A composer, pianist, theorist and teacher, Henry Cowell was an important musical innovator who sythesized Western, Asian and African music in an effort to create an "ultramodern" style. Some of his students included John Cage, George Gershwin, and Burt Bacharach.
His piano composition "The Tides of Manaunaun was the first to include tone clusters; this requires adjacent notes to sound simultaneously, requiring the keys be struck with the arm or hand. His "Aeolian Harp" was one of his first pieces which required performers to manipulate the strings of a piano directly.

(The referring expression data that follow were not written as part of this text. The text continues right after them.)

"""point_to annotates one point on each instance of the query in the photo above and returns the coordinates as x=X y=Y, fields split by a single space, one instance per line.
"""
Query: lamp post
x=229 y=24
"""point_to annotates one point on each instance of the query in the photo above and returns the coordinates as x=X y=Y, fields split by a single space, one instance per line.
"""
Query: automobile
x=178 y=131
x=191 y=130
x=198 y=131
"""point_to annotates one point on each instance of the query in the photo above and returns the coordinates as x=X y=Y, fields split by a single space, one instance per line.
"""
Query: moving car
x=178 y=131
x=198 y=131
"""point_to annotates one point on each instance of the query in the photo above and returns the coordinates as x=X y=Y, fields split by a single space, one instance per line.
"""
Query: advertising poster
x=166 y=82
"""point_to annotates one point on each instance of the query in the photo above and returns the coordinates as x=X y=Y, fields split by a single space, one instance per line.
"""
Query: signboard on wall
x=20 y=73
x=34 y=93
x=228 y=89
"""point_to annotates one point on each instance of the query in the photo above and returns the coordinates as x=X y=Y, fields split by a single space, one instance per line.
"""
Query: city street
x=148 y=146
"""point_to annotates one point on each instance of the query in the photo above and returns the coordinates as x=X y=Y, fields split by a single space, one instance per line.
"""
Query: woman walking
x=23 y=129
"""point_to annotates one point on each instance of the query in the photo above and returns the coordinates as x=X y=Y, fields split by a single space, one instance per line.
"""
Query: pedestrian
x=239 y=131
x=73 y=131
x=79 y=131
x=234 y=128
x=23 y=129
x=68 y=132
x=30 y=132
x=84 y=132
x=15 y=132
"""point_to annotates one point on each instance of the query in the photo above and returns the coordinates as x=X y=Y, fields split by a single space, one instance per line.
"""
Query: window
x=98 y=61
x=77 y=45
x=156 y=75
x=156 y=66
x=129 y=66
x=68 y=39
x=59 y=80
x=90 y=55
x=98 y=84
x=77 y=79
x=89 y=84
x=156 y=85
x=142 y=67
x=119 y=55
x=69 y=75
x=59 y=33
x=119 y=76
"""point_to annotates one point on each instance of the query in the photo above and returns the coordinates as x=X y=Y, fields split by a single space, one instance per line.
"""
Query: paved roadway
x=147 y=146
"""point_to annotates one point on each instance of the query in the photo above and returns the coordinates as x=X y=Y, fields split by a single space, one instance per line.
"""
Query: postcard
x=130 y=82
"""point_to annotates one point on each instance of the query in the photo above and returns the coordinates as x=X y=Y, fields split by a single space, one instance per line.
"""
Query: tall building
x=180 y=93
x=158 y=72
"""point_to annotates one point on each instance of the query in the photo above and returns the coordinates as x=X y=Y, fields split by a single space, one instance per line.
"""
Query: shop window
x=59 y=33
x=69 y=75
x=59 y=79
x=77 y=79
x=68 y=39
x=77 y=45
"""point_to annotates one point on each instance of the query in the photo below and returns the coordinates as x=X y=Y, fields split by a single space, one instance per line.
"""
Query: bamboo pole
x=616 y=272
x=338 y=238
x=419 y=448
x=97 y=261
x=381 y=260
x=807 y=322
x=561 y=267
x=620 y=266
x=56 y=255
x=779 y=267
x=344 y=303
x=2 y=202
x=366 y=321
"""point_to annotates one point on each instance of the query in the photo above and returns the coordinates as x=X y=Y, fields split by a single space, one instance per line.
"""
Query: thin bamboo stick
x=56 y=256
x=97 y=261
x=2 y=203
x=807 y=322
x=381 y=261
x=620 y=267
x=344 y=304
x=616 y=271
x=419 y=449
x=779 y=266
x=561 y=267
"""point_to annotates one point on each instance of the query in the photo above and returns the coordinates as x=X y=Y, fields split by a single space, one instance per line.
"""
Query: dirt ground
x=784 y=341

His career was damaged at the age of 39 when he was arrested and imprisoned for 15 years at San Quentin State Prison for having sex with a 17 year old male. In prison, he taught inmates music, directed the prison band and continually and prolifically wrote music.
In the Ritournelle (Larghetto and Trio) (1939) for the dance piece Marriage at the Eiffel Tower, Cowell explored what he termed an "elastic" form. The twenty-four measures of the Larghetto and the eight of the Trio are each modular. Cowell offers some suggestions as to how these are to be performed, but he creates freedom in the piece. Any of the measures may be included or not and played once or repeatedly, allowing the piece to stretch or contract at the performers' will. The goal is to allow a choreographer the freedom to sculpt the dance piece uniquely. There were none of the usual constraints imposed by a prewritten musical composition.
In 1940 Cowell was paroled and eventually granted a pardon two years later. His friends maintain that Cowell lost his mastery after having been imprisoned, leading to a steady decline in the quality of his work.